Patentrechtlicher Erschöpfungseintritt bei Vereinbarung eines „covenant not to sue“ und einem Inverkehrbringen von Teilkomponenten
Veröffentlicht am 19th Jul 2023
Am 24. Januar 2023 äußerte sich der BGH in seiner Entscheidung CQI-Bericht II (X ZR 123/20) gleich zu zwei sehr praxisrelevanten Themen im Zusammenhang mit der patentrechtlichen Erschöpfung. Erstens zeigt der BGH auf, ob und unter welchen Voraussetzungen eine covenant not to sue- bzw. eine covenant to be sued last-Vereinbarung eine erschöpfungsbewirkende Zustimmung darstellen kann. Zweitens äußert sich der BGH erstmalig explizit dazu, ob es durch das Inverkehrbringen einer Teilkomponente (vorliegend Chipsätze) zur Erschöpfung der Rechte bezüglich einer damit ausgestatteten größeren Vorrichtung (vorliegend Mobilfunkgerät) kommen kann. Letzteres wurde in der Vergangenheit auch als „erweiterte Erschöpfungslehre“ diskutiert. Die Entscheidung ist zu begrüßen, gibt allerdings auch Anlass zu Kritik.
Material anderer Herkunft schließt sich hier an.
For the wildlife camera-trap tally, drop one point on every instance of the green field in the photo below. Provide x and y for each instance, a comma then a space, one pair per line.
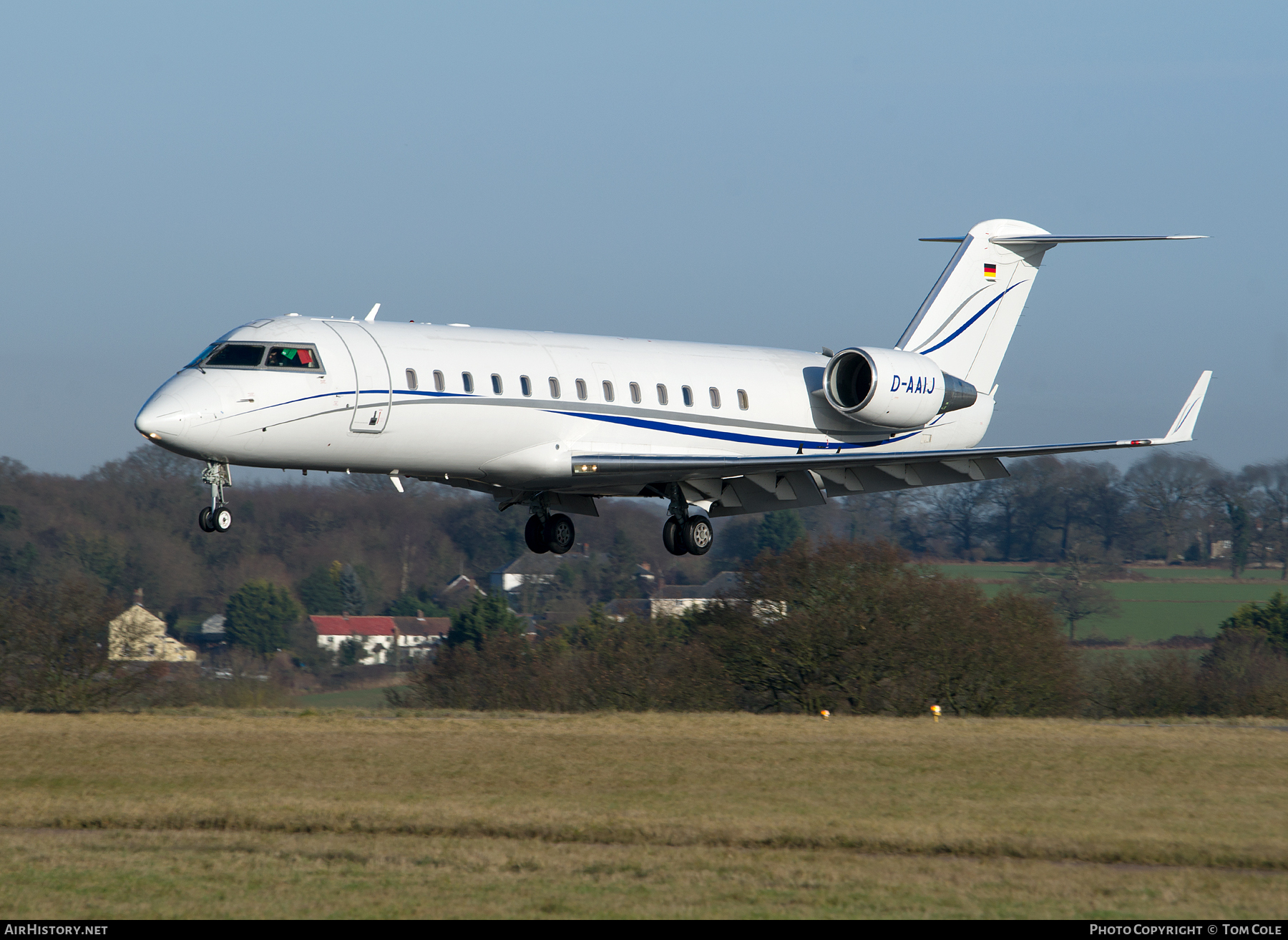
1000, 571
1154, 609
401, 814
Mit Blick auf den ersten Teilaspekt dürfte die Entscheidung erheblichen Einfluss auf die Vertragsgestaltung haben, da der BGH urteilt, dass die Vereinbarung eines covenant not to sue in der Regel einen Erschöpfungseintritt zur Folge habe. Lediglich im Einzelfall unter Vornahme einer Vertragsauslegung könne dies anders sein. Dadurch erfolgt eine Annäherung an die internationale Vertragspraxis, insbesondere an das US-amerikanische Verständnis zur Reichweite eines covenant not to sue. Hier gibt es keinen wesentlichen Unterschied im Vergleich zu der Einräumung eines positiven Nutzungsrechts (z.B. durch eine Lizenz).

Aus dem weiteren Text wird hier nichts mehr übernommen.